KNNC: K-Nearest Neighbors Validation
Parameter Information
This option will validate the training set using leave-one-out cross validation, without classifying the unknowns.
In the following description "vector" refers to a given gene or experiment, depending on what is being classified.
An element of a vector is one of the expression values that consitutes that vector. For a gene vector, its elements would
consist of the expression values for that gene across all experiments, while for an experiment vector, its elements would
consist of all the gene expression values for that experiment.
Classify genes or experiments
Self-explanatory
Correlation filter
The correlation filter is used to filter out those vectors of the set to be classified, that are not significantly
correlated with at least one member of the training set. The significance of correlation is determined by the
p-value, which is calculated by a permutation test in which each vector is permuted a user-specified number of times.

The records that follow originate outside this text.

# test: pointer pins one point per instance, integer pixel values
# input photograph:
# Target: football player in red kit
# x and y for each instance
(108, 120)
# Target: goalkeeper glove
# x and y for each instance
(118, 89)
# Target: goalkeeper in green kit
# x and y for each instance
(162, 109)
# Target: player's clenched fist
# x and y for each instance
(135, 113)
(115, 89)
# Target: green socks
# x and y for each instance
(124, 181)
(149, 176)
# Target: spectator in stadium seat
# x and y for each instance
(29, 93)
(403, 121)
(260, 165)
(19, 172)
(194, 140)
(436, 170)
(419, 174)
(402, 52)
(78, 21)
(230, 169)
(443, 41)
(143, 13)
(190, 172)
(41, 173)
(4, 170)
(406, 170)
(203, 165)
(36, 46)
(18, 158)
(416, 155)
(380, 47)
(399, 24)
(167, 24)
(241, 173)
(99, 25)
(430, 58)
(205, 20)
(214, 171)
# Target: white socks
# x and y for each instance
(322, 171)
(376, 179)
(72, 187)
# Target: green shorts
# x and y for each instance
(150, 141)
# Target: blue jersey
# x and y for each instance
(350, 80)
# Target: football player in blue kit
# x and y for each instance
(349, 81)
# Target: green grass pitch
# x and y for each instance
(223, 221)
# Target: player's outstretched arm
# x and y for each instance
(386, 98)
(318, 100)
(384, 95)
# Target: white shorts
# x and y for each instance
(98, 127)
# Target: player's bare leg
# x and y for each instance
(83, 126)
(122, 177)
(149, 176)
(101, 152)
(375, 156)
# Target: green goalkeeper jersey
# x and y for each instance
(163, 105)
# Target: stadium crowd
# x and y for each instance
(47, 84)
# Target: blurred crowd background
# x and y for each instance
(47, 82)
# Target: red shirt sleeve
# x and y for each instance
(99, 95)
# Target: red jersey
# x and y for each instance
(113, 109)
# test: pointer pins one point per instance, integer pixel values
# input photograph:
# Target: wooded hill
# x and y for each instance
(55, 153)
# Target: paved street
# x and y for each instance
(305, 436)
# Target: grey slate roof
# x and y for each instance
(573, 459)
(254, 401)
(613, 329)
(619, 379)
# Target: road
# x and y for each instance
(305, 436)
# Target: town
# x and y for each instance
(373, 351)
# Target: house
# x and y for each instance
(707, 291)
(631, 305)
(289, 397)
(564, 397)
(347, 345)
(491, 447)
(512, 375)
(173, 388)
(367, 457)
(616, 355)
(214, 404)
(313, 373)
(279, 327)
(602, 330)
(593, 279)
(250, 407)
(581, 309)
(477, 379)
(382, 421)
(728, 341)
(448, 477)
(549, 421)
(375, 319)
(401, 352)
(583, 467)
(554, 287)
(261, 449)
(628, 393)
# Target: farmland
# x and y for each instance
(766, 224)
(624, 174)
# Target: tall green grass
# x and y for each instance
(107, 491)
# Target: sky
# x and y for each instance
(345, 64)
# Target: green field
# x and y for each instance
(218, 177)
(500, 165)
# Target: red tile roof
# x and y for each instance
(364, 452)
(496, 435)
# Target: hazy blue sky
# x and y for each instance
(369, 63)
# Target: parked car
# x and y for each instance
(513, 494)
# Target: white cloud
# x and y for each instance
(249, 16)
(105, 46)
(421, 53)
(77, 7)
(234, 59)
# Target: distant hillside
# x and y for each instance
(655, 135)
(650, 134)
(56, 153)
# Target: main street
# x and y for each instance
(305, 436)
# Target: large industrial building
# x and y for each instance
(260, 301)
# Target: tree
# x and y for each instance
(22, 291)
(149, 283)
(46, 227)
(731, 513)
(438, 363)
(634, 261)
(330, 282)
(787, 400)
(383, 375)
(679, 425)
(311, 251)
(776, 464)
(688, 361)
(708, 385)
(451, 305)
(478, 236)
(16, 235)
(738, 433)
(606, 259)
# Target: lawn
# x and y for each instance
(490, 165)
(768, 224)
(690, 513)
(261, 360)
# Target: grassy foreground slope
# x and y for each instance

KNN Classification parameters
This is where the user specifies the expected number of classes (which is also the number of classes present
in the training set). The number of neighbors is the number of vectors from the training set that are chosen as
neighbors to a given vector. Euclidean distance is used to determine the neighborhood. Let’s say we want to
classify a gene g. Gene g is assigned to the class that is most frequently represented among its k nearest
neighbors from the training set (where k is specified by the user). In case of a tie, gene g remains unassigned.
Create / import training set
If the user chooses to import a previously created training set, on hitting the “Next” button a file chooser is
displayed from which the training file can be chosen. If an appropriate file is chosen, the KNN classification editor
displayed with the class assignments from the file. If the option to create a new training set from data is chosen,
on hitting the “Next” button the classification editor is directly displayed with all vectors set to neutral.
Hierarchical Clustering
This checkbox selects whether to perform hierarchical clustering on the elements in each cluster created.